でっぷりと太ったおじさんが片手に紙を持ちながら、クラスにいる生徒達をを見回した。



「えー、では自己紹介をしてもらいましょうか。」



まず青木君から、と先生は言った。どうやら出席番号順にいくようだ。



そして、私の番が来た。



「うっ、卯花 姫歌・・です」



正直、こういったみんなに注目されることが苦手。




なんとなく視線が怖いと思ってしまって。




「神崎川 拓磨です」



拓磨の自己紹介が始まった。




女子の目が一気に集まる。





(まぁ、かっこいいもんね。
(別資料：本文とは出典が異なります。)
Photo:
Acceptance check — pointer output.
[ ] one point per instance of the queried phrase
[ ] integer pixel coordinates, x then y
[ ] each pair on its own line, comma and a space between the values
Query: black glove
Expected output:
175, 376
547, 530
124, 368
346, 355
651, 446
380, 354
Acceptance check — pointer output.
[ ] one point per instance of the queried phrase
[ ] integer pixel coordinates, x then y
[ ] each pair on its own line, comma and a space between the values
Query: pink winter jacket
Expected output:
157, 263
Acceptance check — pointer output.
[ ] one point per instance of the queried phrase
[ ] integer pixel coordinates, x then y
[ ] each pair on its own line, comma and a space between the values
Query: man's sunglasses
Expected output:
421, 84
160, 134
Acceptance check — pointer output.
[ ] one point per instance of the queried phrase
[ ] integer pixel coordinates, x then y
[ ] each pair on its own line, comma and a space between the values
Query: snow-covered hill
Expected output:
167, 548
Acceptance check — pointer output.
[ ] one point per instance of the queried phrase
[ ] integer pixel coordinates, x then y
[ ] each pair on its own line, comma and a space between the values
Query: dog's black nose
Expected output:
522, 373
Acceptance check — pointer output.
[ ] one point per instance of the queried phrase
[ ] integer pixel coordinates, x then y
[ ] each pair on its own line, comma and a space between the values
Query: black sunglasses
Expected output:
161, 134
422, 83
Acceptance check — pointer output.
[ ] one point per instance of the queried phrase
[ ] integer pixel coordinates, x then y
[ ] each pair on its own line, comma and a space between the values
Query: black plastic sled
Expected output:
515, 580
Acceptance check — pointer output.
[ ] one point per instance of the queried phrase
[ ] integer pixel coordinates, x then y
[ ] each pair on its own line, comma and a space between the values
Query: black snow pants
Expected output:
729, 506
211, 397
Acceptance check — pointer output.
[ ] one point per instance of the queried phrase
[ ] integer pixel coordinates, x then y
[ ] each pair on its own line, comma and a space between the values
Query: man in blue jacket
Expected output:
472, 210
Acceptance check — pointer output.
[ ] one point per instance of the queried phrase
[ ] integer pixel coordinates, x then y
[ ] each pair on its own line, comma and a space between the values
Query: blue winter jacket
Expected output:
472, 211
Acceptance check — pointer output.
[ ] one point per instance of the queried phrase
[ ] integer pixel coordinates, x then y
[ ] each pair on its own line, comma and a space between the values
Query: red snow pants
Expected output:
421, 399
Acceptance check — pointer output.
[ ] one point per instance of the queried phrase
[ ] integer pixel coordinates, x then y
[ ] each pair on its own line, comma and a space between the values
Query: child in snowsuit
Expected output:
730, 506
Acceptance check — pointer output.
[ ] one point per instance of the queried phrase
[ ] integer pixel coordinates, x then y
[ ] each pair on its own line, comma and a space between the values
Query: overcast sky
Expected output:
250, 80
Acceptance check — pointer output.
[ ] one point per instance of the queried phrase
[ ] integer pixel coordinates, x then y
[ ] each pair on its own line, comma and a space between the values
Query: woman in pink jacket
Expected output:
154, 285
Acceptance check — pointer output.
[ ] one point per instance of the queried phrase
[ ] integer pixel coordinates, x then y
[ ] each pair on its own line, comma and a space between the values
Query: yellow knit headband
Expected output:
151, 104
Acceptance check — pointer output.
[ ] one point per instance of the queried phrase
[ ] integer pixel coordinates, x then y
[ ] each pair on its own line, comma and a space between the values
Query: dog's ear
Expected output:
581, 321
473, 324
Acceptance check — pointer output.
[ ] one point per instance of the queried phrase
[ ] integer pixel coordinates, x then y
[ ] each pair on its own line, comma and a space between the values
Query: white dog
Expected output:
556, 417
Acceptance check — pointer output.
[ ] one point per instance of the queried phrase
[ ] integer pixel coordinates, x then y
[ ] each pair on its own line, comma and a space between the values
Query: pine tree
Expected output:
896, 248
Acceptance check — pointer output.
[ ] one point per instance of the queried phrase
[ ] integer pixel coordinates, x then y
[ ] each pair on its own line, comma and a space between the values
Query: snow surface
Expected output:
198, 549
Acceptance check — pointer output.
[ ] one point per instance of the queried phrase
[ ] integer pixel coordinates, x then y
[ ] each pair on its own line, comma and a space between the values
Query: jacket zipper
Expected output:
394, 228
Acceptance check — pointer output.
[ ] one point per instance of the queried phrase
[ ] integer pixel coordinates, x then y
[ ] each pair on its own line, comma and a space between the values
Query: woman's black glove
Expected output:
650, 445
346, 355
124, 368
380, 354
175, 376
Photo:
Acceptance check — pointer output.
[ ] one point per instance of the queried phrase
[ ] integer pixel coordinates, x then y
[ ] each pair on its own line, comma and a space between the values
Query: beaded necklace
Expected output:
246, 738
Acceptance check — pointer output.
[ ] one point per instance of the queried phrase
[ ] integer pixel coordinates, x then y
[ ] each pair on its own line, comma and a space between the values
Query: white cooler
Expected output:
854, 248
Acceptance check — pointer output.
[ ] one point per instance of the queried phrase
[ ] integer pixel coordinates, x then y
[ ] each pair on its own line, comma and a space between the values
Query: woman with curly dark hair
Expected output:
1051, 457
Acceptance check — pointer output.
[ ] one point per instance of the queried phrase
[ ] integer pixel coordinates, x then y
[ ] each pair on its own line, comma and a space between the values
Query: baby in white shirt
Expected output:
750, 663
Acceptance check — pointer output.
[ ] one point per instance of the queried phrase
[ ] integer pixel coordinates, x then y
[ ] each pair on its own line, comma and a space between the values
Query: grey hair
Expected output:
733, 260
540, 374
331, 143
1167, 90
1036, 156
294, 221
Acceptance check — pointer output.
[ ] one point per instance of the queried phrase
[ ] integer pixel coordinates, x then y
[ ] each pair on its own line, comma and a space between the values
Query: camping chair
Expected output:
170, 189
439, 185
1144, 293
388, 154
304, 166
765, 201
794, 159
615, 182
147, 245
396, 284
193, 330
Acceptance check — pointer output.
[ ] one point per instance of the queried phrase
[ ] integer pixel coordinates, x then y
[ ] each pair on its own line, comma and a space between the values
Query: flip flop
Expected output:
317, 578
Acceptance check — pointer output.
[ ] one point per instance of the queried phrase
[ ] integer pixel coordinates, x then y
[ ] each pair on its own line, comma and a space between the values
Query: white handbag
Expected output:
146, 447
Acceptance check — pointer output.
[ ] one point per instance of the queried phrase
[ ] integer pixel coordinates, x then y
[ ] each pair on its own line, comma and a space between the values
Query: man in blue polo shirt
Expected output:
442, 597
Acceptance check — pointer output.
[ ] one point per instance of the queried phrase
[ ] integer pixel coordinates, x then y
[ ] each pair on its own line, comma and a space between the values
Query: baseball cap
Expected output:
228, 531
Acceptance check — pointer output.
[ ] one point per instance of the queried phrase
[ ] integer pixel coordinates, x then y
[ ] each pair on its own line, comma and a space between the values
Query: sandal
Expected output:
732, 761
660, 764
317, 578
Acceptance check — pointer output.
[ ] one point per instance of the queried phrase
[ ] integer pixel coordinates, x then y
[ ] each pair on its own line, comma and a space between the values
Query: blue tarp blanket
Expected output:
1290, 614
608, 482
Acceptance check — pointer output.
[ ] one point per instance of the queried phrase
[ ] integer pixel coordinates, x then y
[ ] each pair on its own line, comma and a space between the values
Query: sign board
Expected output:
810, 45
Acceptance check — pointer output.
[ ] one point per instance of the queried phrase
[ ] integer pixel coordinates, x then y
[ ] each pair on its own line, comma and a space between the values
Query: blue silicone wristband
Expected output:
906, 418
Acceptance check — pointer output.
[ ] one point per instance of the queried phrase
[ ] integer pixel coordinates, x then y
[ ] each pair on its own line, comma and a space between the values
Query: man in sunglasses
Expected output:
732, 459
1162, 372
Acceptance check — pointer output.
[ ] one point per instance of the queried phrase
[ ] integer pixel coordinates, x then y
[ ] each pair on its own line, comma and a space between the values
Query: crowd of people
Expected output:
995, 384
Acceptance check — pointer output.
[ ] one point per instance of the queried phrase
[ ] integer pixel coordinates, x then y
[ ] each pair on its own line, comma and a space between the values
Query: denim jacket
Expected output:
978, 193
)




・・・かっこいいとモテるんだろうな。





ふとそう思って不安になった。





(もしかして轟先輩、彼女いたりして・・・)




あり得ない話ではない。




だって先輩は本当にかっこいいから。




(誰に告白されたっておかしくないもんね)




不安になりながら、自己紹介を聞いていると



「・・・西園寺 優」



ボソッと一番後ろの席からだるそうな声が聞こえた。




(この人もイケメン・・・)




近寄るなオーラを出していて、それがより一層かっこよさをかもし出していた。



「あー、あの人ね、気を付けた方がいいよー」



私の前の席の女子、(確か岩崎 里美)が言ってきた。




「なんかねー女子のこと、毛嫌いしてるみたいでさぁー」



噂なんだけど、と里美ちゃんは西園寺君について教えてくれた。



西園寺君はいつもは無口らしいんだけど・・。



西園寺君は顔が良いから女子が寄ってくるみたいで、前にそれがうっとおしいとキレて・・・黙れブス共が、と叫んだそうで。



そして一言。



「顔さえ良ければ寄ってくるってマジキメェ。」



あー・・・



「ねー、ひどいっしょ?」



・・・うん。それはちょっと・・酷いかな。




「で、拓磨君ってさ~かっこよくない?」



ちらと拓磨を見る里美ちゃん。



「しかも優しそうじゃん。」



彼女いんのかなぁー、ポツリと里美ちゃんは呟いた。




「いないんじゃない?」




「だといいなぁー。あ、あとさー今年の応援団長ヤバくない!?」




え?



「これまたかっこいいよねー。」




あー仲良くなりたいなー、応援団入っちゃおっかなーと里美ちゃんは呟く。




冗談だよね・・・冗談としてとっていいよね?




(私の方が強く思ってるもん。里美ちゃんよりも・・・・)




分かっていたのに。敵がいるって分かってたのに。




頑張らなきゃ、私は深呼吸をした。